Germany fared almost as badly as the UK at the Eurovision Song Contest. Perhaps it’s time to come to an arrangement…
Ooops, they did it again. Zero points… To us. And no, three pity points from the Austrian and Romanian juries don’t make our shame any less complete. But still, Vielen Dank, Britain, for saving us from the bottom position. Just as you did last time around, in 2019, although for that year I should extend my gratitude to Madonna. Her gruesome guest-performance in Tel Aviv was a bigger talking point than our joint shame at the bottom of the leader board. I still haven’t fully recovered from Like a Prayer out of tune…
My Eurovision trauma goes back much further, though, to my school days in Ireland. In 1995, Germany came last and therefore did not qualify for following year. Ireland by contrast had won three times in a row and my school mates teased me how they would naturalise a German singer to make sure they lost, because Dublin couldn’t afford to host the event for a fourth time. They also force-fed me Michael Flatley videos. Kids can be so cruel.
Since then, Germany has never missed a Eurovision final since. We (and you) pay our way into it as part of the Big Five contributors… which has become a curse lately, unless you have a zero-points-fetish.
The show remains one of the most-watched TV events in Germany (close to 8m viewers, more than 30% market share) but that’s certainly not down to our performance. Since 2015 we have finished in the following places: 27, 26, 25, 4 (a glitch), 25, 25.
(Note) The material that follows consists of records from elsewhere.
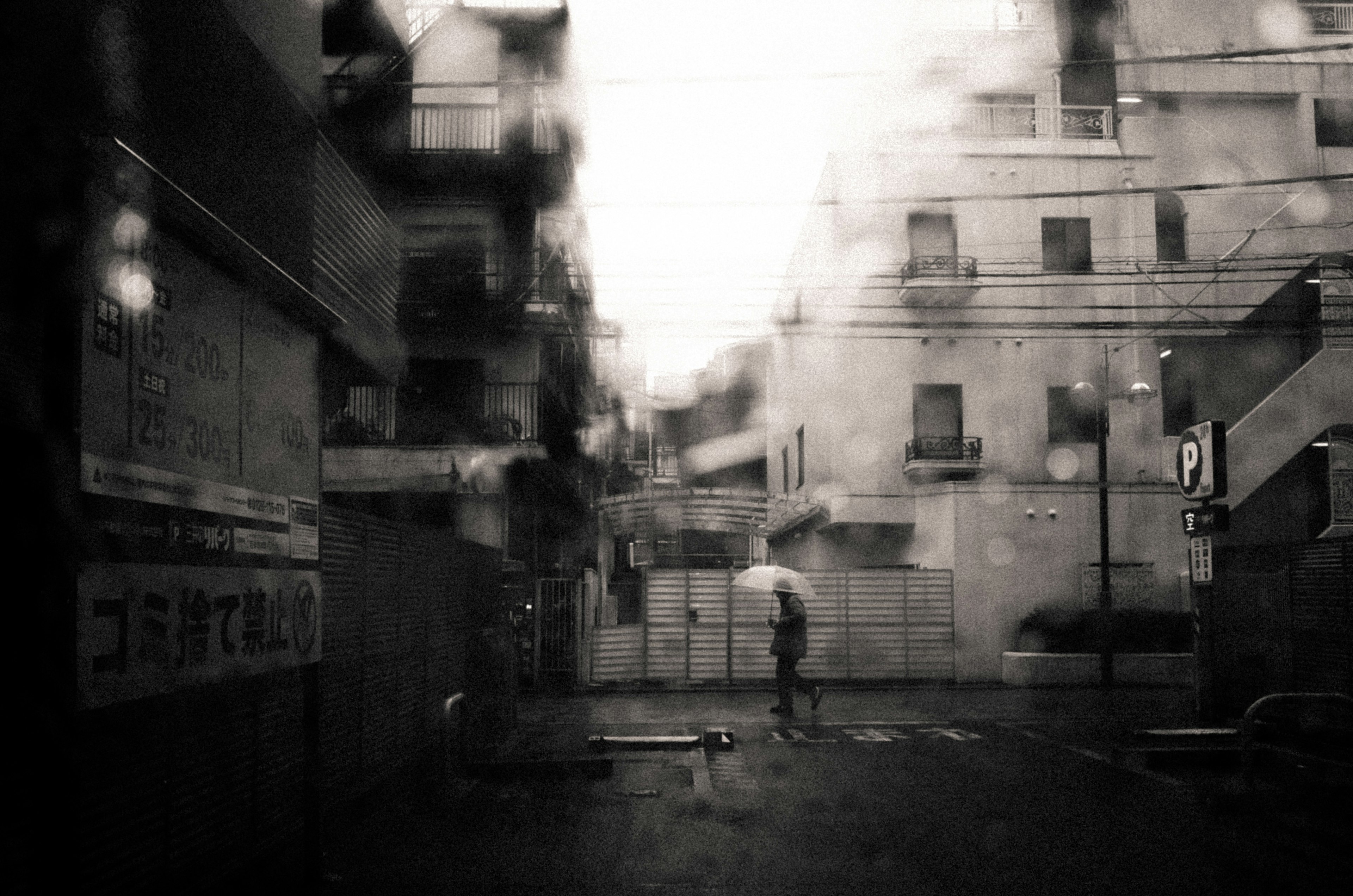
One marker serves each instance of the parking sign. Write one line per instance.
(1201, 561)
(1201, 462)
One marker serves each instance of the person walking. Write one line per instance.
(789, 646)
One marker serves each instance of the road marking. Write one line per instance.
(1091, 754)
(797, 737)
(728, 772)
(953, 734)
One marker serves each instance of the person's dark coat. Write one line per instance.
(791, 638)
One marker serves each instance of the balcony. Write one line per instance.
(478, 128)
(1034, 122)
(492, 415)
(488, 287)
(988, 15)
(939, 266)
(930, 458)
(1329, 18)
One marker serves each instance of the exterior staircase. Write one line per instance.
(1318, 396)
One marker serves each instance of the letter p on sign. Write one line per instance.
(1201, 462)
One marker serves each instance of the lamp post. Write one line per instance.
(1106, 595)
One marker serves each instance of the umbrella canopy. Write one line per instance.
(774, 578)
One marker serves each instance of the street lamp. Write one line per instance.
(1087, 392)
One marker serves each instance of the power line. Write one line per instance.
(1058, 194)
(1211, 57)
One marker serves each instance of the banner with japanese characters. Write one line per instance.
(199, 472)
(153, 629)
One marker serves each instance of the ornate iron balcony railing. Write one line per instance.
(480, 128)
(939, 266)
(500, 413)
(945, 448)
(1034, 122)
(1329, 18)
(988, 15)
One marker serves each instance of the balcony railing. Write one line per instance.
(504, 413)
(512, 411)
(475, 128)
(939, 266)
(1034, 122)
(988, 15)
(1329, 18)
(945, 448)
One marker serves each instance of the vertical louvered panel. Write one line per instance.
(279, 764)
(666, 616)
(343, 564)
(124, 821)
(708, 605)
(750, 637)
(883, 624)
(356, 248)
(211, 768)
(930, 623)
(1321, 580)
(619, 653)
(381, 691)
(877, 623)
(829, 650)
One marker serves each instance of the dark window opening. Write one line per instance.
(1335, 122)
(1067, 244)
(800, 438)
(937, 411)
(1069, 417)
(1171, 228)
(931, 236)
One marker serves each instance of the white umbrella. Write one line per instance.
(770, 578)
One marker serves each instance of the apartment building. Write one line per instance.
(1029, 223)
(462, 121)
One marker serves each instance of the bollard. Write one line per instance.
(448, 765)
(719, 740)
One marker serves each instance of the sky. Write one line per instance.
(718, 102)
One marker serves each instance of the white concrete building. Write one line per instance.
(919, 403)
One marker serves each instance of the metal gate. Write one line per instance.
(1280, 619)
(864, 624)
(1321, 581)
(557, 630)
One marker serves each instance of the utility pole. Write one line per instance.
(1106, 603)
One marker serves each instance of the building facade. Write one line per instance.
(1032, 225)
(218, 655)
(463, 122)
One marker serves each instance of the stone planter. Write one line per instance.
(1033, 671)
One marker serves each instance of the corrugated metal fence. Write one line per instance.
(864, 624)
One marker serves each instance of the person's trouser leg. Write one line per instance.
(785, 677)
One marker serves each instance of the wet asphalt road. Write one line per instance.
(892, 801)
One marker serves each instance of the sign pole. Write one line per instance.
(1106, 596)
(1201, 469)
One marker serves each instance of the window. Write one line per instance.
(799, 436)
(1171, 220)
(1067, 244)
(1335, 122)
(937, 411)
(1006, 114)
(931, 236)
(1069, 419)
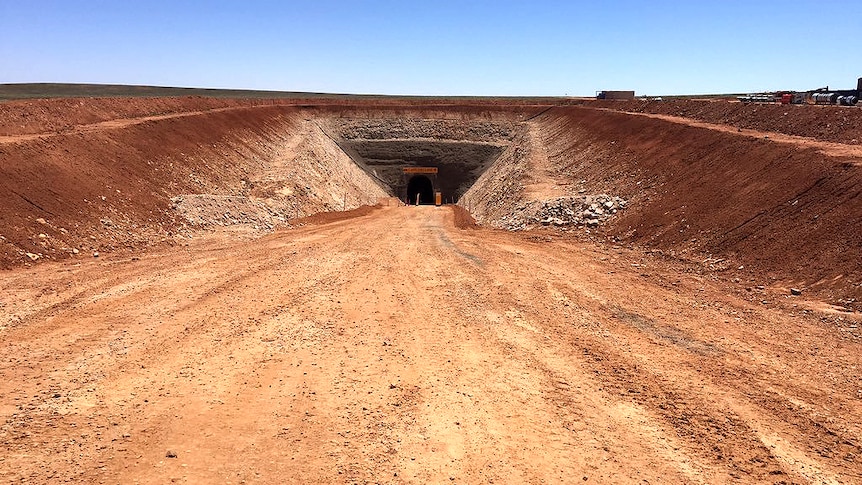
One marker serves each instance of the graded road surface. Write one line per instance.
(396, 348)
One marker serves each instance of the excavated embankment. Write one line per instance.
(125, 178)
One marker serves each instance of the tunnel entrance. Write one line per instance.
(420, 185)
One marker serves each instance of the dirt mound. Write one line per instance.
(825, 123)
(463, 219)
(694, 192)
(115, 187)
(700, 193)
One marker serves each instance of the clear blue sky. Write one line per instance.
(436, 47)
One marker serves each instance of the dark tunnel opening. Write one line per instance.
(420, 185)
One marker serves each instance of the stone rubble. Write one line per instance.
(579, 211)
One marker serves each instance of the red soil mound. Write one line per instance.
(825, 123)
(792, 213)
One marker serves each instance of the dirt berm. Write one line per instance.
(216, 290)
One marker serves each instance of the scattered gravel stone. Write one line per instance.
(582, 210)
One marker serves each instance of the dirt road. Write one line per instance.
(396, 348)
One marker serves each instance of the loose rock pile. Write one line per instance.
(584, 210)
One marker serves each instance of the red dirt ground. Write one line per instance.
(389, 345)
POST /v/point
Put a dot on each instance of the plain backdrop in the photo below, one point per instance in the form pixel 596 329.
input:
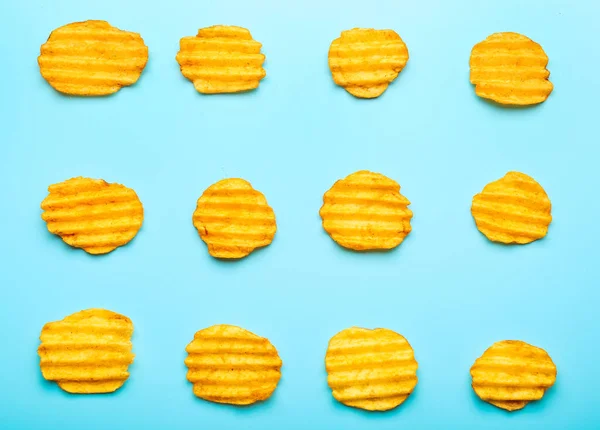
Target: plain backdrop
pixel 449 290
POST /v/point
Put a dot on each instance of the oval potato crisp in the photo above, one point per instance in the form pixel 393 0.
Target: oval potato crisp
pixel 92 58
pixel 87 352
pixel 221 59
pixel 92 214
pixel 510 69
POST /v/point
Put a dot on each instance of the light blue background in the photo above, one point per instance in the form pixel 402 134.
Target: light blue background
pixel 451 292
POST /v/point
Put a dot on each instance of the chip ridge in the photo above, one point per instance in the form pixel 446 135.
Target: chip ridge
pixel 366 61
pixel 510 374
pixel 87 352
pixel 228 364
pixel 370 369
pixel 92 58
pixel 510 68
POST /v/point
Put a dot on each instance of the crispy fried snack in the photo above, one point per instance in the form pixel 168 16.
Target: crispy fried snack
pixel 374 370
pixel 92 58
pixel 234 219
pixel 510 69
pixel 365 61
pixel 92 214
pixel 221 59
pixel 514 209
pixel 87 352
pixel 512 373
pixel 366 211
pixel 228 364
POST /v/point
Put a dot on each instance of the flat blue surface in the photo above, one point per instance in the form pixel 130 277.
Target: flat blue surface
pixel 451 292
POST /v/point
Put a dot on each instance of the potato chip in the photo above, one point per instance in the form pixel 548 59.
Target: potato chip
pixel 234 219
pixel 514 209
pixel 365 61
pixel 512 373
pixel 221 59
pixel 228 364
pixel 92 214
pixel 87 352
pixel 510 69
pixel 92 58
pixel 374 370
pixel 366 211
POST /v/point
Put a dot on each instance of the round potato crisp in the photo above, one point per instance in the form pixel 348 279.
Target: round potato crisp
pixel 513 209
pixel 374 370
pixel 365 211
pixel 234 219
pixel 365 61
pixel 512 373
pixel 228 364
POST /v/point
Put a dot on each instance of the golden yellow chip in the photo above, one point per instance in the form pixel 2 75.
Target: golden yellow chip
pixel 366 211
pixel 374 370
pixel 512 373
pixel 364 61
pixel 221 59
pixel 234 219
pixel 92 58
pixel 92 214
pixel 510 69
pixel 87 352
pixel 228 364
pixel 514 209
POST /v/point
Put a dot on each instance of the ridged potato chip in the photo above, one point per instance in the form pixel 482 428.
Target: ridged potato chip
pixel 374 370
pixel 365 61
pixel 512 373
pixel 234 219
pixel 92 214
pixel 514 209
pixel 365 211
pixel 510 69
pixel 228 364
pixel 92 58
pixel 221 59
pixel 87 352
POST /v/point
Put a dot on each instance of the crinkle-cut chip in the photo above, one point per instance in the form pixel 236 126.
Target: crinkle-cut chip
pixel 92 58
pixel 87 352
pixel 221 59
pixel 512 373
pixel 228 364
pixel 374 370
pixel 92 214
pixel 234 219
pixel 510 69
pixel 365 61
pixel 365 211
pixel 514 209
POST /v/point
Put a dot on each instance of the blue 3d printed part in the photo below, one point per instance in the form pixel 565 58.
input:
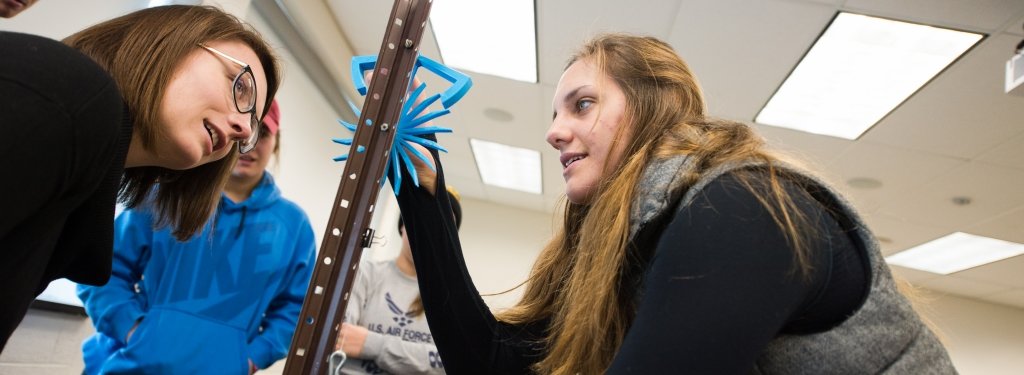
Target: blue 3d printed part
pixel 410 129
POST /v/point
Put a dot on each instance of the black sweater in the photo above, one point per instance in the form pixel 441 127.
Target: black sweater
pixel 62 151
pixel 717 289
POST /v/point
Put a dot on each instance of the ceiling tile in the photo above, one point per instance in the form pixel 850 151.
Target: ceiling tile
pixel 898 170
pixel 915 277
pixel 896 235
pixel 563 26
pixel 986 15
pixel 815 150
pixel 1006 227
pixel 1008 273
pixel 993 191
pixel 964 112
pixel 1014 297
pixel 742 50
pixel 963 287
pixel 1010 154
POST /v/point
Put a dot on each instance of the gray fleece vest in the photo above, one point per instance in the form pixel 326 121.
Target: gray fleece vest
pixel 885 335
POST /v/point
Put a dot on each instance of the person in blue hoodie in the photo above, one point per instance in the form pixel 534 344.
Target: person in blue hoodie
pixel 225 301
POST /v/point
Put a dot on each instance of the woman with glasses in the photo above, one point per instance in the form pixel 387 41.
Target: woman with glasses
pixel 223 302
pixel 159 95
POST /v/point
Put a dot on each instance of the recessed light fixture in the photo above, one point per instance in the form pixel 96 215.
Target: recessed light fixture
pixel 858 71
pixel 508 166
pixel 507 47
pixel 955 252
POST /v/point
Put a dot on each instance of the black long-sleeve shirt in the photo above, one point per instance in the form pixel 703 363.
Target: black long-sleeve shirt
pixel 720 285
pixel 62 149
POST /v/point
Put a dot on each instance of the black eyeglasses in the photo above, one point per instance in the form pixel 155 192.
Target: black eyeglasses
pixel 244 90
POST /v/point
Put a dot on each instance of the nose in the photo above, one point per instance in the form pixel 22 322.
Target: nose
pixel 558 134
pixel 241 126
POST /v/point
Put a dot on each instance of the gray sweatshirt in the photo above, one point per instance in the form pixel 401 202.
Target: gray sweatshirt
pixel 397 342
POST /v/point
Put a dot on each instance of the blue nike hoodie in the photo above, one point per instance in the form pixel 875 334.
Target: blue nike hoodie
pixel 207 305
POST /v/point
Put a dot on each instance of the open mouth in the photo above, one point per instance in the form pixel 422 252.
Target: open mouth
pixel 568 159
pixel 215 138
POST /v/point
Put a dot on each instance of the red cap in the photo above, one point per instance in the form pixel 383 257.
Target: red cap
pixel 272 118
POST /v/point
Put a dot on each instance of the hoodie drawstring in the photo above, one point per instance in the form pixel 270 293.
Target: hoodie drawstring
pixel 238 233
Hearing that the show with 3,500 fans in the Rotterdam Ahoy arena was treated as a “fieldlab”, to make it Covid secure, made me smile, because I had always considered Eurovision a fieldlab for folkloristic oddities of European taste.
In Germany, as with many things, the song contest is a serious matter – at least for the public broadcaster ARD. I remember an ARD official unsuccessfully trying to ban one particular Bild reporter from covering the song contest in Stockholm, because they hadn’t forgiven the paper for unpatriotically critical Eurovision headlines in the past.
This year, German entry Jendrik showed some anticipatory wisdom with his lyrics: “I don’t feel hate, I just feel sorry.” That’s exactly what viewers across Europe have apparently felt, too, on hearing the song.
The German TV commentator, however, had a different (and perfectly idiotic) explanation for the lack of popular support: “Maybe the audience didn’t quite understand the song’s message? Maybe it was too complicated.”
He obviously missed that the winning song was in Italiano. No one understood the words, but the message was: this is great rock song by bare-chested Italians. Whereas the German entry featured a giant hand on stage that couldn’t make up its mind whether it was a victory sign or a raised middle-finger.
For the most part, Germany’s history in the contest can be summed up as sing-along-virtue signalling: Ve are not a force to be reckoned viz any longer, ve vill not invade anything but your auditory canals, if anything, ve only harm your ears.
No wonder the first (of two) German victories was Nicole’s white-guitared performance, in Harrogate, of Ein bißchen Frieden (‘A Little Peace‘) in 1982. Side note: The song was written by Ralph Siegel, who continued to compose German Eurovision entries for what felt like another ten decades. My country likes continuity… That’s why we sent 2010 winner Lena in for a second round in 2011.
In all fairness, though, there have been good German entries – No, no never by Texas Lightning in 2006, for instance – that were treated unfairly by the Eurovision voting system. And that’s a problem the UK and Germany share: our songs need to be exceptionally good to win the contest, but not exceptionally bad to come last. Every year, I see and hear worse entries than ours by far.
It’s just that our countries are not Moldova (douze points from Romania no matter what), Romania (vice versa), Greece, Cyprus, Azerbaijan, Serbia, Bosnia, North Macedonia or whichever state can rely on strategic jury bonds or on a large ethnic minority next door.
Nor do we add background staffers dressed as… erm, hookers?… to allure to sentiments other than musical ones. Although Germany did engage burlesque dancer Dita von Teese once, to support our entry in Moscow 2009. It didn’t work as planned: the song came 20th.
So as a nul points veteran, may I suggest that we create a strategic bond, too? Now that it didn’t work for football, a Super Music League maybe. Give it a thought. Together, we could make douze points in 2023.